A minimal GitHub Actions publish workflow looks like this:

jobs:
publish:
runs-on: ubuntu-latest
permissions:
id-token: write
steps:
- uses: actions/checkout@v6
- uses: rust-lang/crates-io-auth-action@v1
- run: cursus publish --no-interactive

The rust-lang/crates-io-auth-action step exchanges the workflow’s OIDC identity for a short-lived token and exports it as CARGO_REGISTRY_TOKEN — the same environment variable cargo publish (and Cursus) already use for classic token auth. No long-lived secret is required.

Cursus will warn before publishing in the following situations:

  • CARGO_REGISTRY_TOKEN is not set, no OIDC environment detected — no Cargo authentication is configured; the publish is likely to fail. Set CARGO_REGISTRY_TOKEN or run cargo login locally.
  • CARGO_REGISTRY_TOKEN is not set, OIDC environment detected — an OIDC-capable CI environment is present but no token has been exchanged. Add a token exchange step (such as rust-lang/crates-io-auth-action) before cursus publish.

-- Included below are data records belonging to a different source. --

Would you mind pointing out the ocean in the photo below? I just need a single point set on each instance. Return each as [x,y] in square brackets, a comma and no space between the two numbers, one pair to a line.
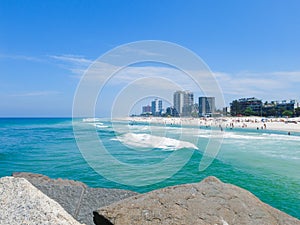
[267,163]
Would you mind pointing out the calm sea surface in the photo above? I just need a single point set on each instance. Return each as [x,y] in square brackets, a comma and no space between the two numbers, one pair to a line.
[264,162]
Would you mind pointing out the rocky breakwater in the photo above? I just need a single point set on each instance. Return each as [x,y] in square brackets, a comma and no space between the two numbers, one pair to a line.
[75,197]
[208,202]
[22,203]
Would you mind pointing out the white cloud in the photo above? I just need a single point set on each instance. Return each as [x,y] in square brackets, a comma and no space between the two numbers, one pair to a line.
[21,57]
[35,94]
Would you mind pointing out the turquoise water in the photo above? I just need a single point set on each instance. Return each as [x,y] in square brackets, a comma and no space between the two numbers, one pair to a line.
[264,162]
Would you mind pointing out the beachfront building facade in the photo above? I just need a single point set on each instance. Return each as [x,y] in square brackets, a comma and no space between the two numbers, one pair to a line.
[280,108]
[183,102]
[206,106]
[156,107]
[246,106]
[146,109]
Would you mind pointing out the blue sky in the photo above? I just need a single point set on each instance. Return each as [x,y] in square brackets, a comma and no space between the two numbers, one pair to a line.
[251,46]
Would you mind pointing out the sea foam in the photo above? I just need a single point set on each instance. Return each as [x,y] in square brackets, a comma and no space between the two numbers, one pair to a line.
[151,141]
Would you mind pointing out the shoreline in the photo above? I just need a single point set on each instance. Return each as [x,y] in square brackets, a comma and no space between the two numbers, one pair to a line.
[289,125]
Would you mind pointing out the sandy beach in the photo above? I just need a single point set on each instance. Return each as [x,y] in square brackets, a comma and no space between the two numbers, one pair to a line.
[277,124]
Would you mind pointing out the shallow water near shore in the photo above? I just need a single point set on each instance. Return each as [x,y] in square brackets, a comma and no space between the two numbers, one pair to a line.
[264,162]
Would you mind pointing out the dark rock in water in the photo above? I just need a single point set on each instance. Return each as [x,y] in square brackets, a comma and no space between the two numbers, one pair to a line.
[208,202]
[22,203]
[75,197]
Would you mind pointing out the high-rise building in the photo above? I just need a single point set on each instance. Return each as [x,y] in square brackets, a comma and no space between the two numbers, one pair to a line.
[156,107]
[146,109]
[206,106]
[183,102]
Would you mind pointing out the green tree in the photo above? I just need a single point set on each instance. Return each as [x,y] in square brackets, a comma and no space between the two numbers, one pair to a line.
[287,113]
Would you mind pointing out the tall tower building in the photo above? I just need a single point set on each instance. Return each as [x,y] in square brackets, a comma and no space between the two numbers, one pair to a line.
[156,107]
[206,106]
[183,102]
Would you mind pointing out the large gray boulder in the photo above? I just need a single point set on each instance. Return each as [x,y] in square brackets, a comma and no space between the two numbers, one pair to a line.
[22,203]
[207,202]
[75,197]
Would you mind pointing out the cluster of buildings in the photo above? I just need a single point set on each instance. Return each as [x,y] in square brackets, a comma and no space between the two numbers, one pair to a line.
[254,106]
[183,106]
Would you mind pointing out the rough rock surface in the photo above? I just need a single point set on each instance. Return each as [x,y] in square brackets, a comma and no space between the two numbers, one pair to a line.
[75,197]
[22,203]
[207,202]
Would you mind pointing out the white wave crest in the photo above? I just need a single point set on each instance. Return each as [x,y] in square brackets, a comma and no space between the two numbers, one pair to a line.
[152,141]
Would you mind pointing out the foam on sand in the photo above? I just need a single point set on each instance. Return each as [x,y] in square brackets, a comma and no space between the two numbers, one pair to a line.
[134,140]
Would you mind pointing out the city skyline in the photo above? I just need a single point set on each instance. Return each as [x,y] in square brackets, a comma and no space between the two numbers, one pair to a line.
[251,47]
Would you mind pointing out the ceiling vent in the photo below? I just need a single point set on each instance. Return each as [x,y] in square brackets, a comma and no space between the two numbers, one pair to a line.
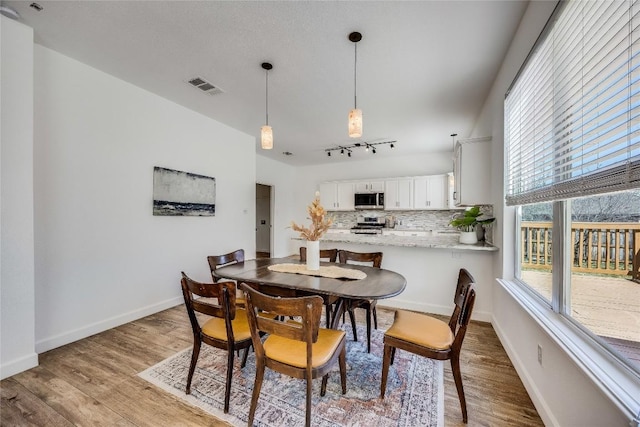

When CARGO_REGISTRY_TOKEN is present — whether it came from a long-lived secret or from an exchange action — Cursus publishes without warning. There is no conflict between OIDC and a token: the exchange action’s job is to produce that token.

On GitHub Actions (with id-token: write permission) and GitLab CI (with OIDC configured), Cursus detects the OIDC environment automatically. npm exchanges the CI identity token for a short-lived publish credential — no NODE_AUTH_TOKEN secret is required.

Cursus will warn before publishing in the following situations:

  • NODE_AUTH_TOKEN is also set — the classic token takes precedence over OIDC token exchange. The publish may not use trusted publishing. This is intentional if you are publishing to a registry that does not support OIDC, but is often an accidental leftover secret.
  • Neither OIDC nor NODE_AUTH_TOKEN is present — no recognised npm authentication is configured; the publish is likely to fail.
  • OIDC is active, access = "public", but publishConfig.provenance is not true in package.json — npm attaches provenance attestations automatically via trusted publishing, but declaring publishConfig.provenance = true in your package.json makes the intent explicit and ensures provenance is attached even in non-OIDC publish scenarios.

By default, packages marked as private by their manifest ("private": true in npm, publish = false in Cargo) are silently skipped during cursus publish. This is the right behavior for internal packages that should never reach a registry.

Some packages, however, are private from a registry perspective but still need release artifacts — GitHub Actions, CLIs distributed as GitHub Release attachments, or any git-tag-distributed software. For these, use publish_private_packages in the [git] section:

[git]
enabled = true
publish_private_packages = ["my-github-action", "my-cli"]

Listed packages receive the non-registry parts of the publish workflow:

  1. Git tag — same tag format as registry-published packages
  2. GitHub Release — when [github].enabled = true, a release is created with changelog notes and any configured artifacts

They do not have any registry publish command invoked. Packages that are listed but not actually marked private follow the normal registry publish path.